R/nomLORgee.R
In multgee: GEE Solver for Correlated Nominal or Ordinal Multinomial Responses

Documented in nomLORgee

#' Marginal Models For Correlated Nominal Multinomial Responses
#'
#' Solving the generalized estimating equations for correlated nominal
#' multinomial responses assuming a baseline category logit model for the
#' marginal probabilities.
#'
#' The \code{data} must be provided in case level or equivalently in `long'
#' format. See details about the `long' format in the function \link{reshape}.
#'
#' A term of the form \code{offset(expression)} is allowed in the right hand
#' side of \code{formula}.
#'
#' The default set for the response categories is \eqn{\{1,\ldots,J\}}, where
#' \eqn{J>2} is the maximum observed response category. If otherwise, the
#' function recodes the observed response categories onto this set.
#'
#' The \eqn{J}-th response category is treated as baseline.
#'
#' The default set for the \code{id} labels is \eqn{\{1,\ldots,N\}}, where
#' \eqn{N} is the sample size.
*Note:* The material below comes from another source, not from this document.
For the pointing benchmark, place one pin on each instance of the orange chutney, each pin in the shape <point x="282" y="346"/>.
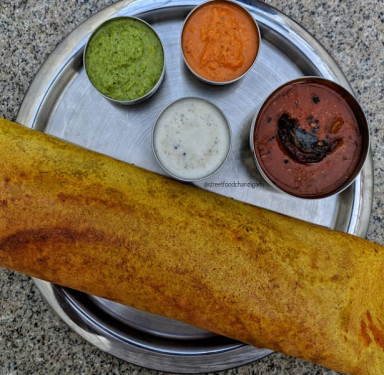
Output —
<point x="220" y="41"/>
If otherwise, the function recodes the given
#' labels onto this set.
#'
#' The argument \code{repeated} can be ignored only when \code{data} is written
#' in such a way that the \eqn{t}-th observation in each cluster is recorded at
#' the \eqn{t}-th measurement occasion. If this is not the case, then the user
#' must provide \code{repeated}. The suggested set for the levels of
#' \code{repeated} is \eqn{\{1,\ldots,T\}}, where \eqn{T} is the number of
#' observed levels. If otherwise, the function recodes the given levels onto
#' this set.
#'
#' The variables \code{id} and \code{repeated} do not need to be pre-sorted.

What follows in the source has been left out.